Distribuzione:Non reperibile in pellicola
Origine:Polonia
Anno:1970
Durata:

90’

Trama:

Nel clima romantico di inizio secolo un giovane ammalato di tisi, Stanislaw, va a trascorrere un periodo di convalescenza dal fratello, Boleslaw, guardia forestale, vedovo, che vive solitario con la giovane figlia. La narrazione gravita attorno al bosco di betulle dove è sepolta la moglie di Boleslaw, al suo ricordo e allo scontro tra i due fratelli. In questo confronto-scontro si innestano due figure femminili: la figlia di Boleslaw, Ola, affascinata dai racconti dello zio e la giovane Malina che risveglia il desiderio di Boleslaw ma che sarà attratta dai modi raffinati del fratello... Colori, stati d'animo e situazioni si fondono e danno vita all'eterno conflitto tra amore e morte, tra silenzio e vita, tra sogno e realtà. E proprio nel silenzio del bosco di betulle anche la morte esprime tranquillità: la tranquillità di "ultimo sogno".

Critica 1:Dal romanzo omonimo di Jaroslaw Iwaszkiewicz (1894-1980). Malato gravemente di tbc, Stanislaw s'installa, deciso a godersi gli ultimi mesi di vita, nella casa del fratello Boleslaw, guardia forestale, chiuso nel suo dolore di vedovo. La morte del fratello ridà a Boleslaw il coraggio di vivere. Giocato sulla cupa e quasi patologica traiettoria di disfacimento e morte, è un ammirevole esempio di cinema letterario.
Autore critica:
Fonte criticaIl Morandini – Dizionario dei film, Zanichelli
Data critica:



Critica 2:Brzezina/ Bosco delle Betulle (1971), lirico e vibrante, racconta la fine di un giovane polacco, malato senza speranza, che trascorre l'agonia ospite del fratello in un bosco di betulle; l'incalzare della morte scatena i suoi istinti vitali, in contrasto con le abitudini riservate del fratello, vedovo in lutto e succube dei ricordi. Ma il morituro riesce a far capire che c'è una figlia da crescere, che la vita continua. Wajda ha ripiegato definitivamente sui temi privati della vita, della morte e dell'amore. La muta eternità del bosco di betulle domina con il cipiglio affettuoso e severo del tempo.
Autore critica:
Fonte critica:www.scaruffi.com
Data critica:



Critica 3:(…) Ne Il bosco di betulle non sono presenti i drammi della storia, i conflitti dell'individuo contro la resistenza dell'oggettività, le passioni violente che colorano il «destino» di grandi esistenze, la retorica dell'eroe in disperata lotta con se stesso e con gli altri. Nel film c'è il dipanarsi, ora tranquillo ora sofferto, di trame interpersonali, quotidiane nella loro evidenza immediata, all'interno delle quali anche i decisivi argomenti dell'umana vicenda sono ridotti alla semplice concatenazione del ciclo vitale.

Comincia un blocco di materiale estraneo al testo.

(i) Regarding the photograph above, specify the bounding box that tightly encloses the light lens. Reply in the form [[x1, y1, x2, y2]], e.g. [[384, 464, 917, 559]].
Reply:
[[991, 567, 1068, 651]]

La vita, l'amore, la morte e la loro «guerra» non costituiscono il tema del film, che non si limita ad un'arida dialettica di opposti, ma consiste nell'insieme delle relazioni rappresentate, la cui complessità comprende anche l'aspetto esistenziale decisivo, corretto però dalla osservazione fenomenica. Essi piuttosto fungono da ingranaggi, momenti propulsori che condizionano il tono della vicenda, ma non ne esauriscono in modo assoluto il significato. Sono costanti attorno alle quali si muovono i fatti più semplici, che da essi prendono luce, ma ad essi impongono una terrena concretezza. Il bosco di betulle è un film interiore; calato in una storia particolare, separata dal resto del mondo, dove vive un mondo di affetti, che è visto nel suo comporsi e disgiungersi, nei suoi moti, nel suo mescolarsi e nelle sue fratture. Dove si determina una rete di rapporti tra soggetti conviventi, che vengono assorbiti dalla loro stessa sentimentalità, la quale non risparmia nemmeno i luoghi fisici, l'ambiente della loro interpresenza. La storia del film emerge più dalla sincronia delle reazioni affettive che dallo svolgersi di una serie di fatti conseguenti. Per questo l'elemento espressivo più tangibile è dato dal tono, dall'atmosfera che accompagna i vari momenti. La cui composizione è resa maggiormente percepibile dall'esposizione cinematografica dei colori, che caricano l'energia degli scambi e la rendono visualmente concreta. Il film di Wajda è un accostamento di impressioni, un sovrapporsi di tinte, una tela dove si depositano i diversi componenti cromatici.
L'arrivo di Stanislaw alla casa del fratello guardiacaccia è già un indizio, che si esplica nel contrasto tra il viso bianco, il pallore mortale, l'incarnato marmoreo dell'uomo e l'oscurità densa, con predominante ocra, degli alberi tra cui il calesse si muove. Lo sguardo di Stanislaw è profondo e teso di contro alla staticità assente della natura, che alterna nascita e morte con l'indifferenza della trasformazione necessaria. La morte, irreversibile per l'uomo che ne fa oggetto di pensiero, è solo un modo d'essere dell'evoluzione naturale. Essa è dentro i personaggi come misura umana, e produce il dramma sotto diversi travestimenti. In Boleslaw vive nella dimensione della memoria, nel ricordo assillante della moglie scomparsa; essa condiziona il suo atteggiamento verso l'esterno, è un filtro che deforma oggetti e persone. Boleslaw ha l'esperienza della morte come possibilità continuamente presente, che si interpone tra sè e il mondo, non come paura ma come ostacolo.(...)
Il film è la visione di un microcosmo nel suo fermentare, nelle relazioni che lo compongono, nello sviluppo che lo caratterizza fino a raggiungere lo stadio di massima trasformazione. Se in un composto chimico viene introdotto un reagente, esso provoca una sequenza di processi che portano il composto a stabilizzarsi secondo nuove caratteristiche. Allo stesso modo l'ingresso di Stanislaw nella piccola comunità che orbita attorno al fratello guardiacaccia sovverte l'insieme dei comportamenti, provoca una reazione a catena che rompe l'agglomerato secondo linee di frattura irreversibili.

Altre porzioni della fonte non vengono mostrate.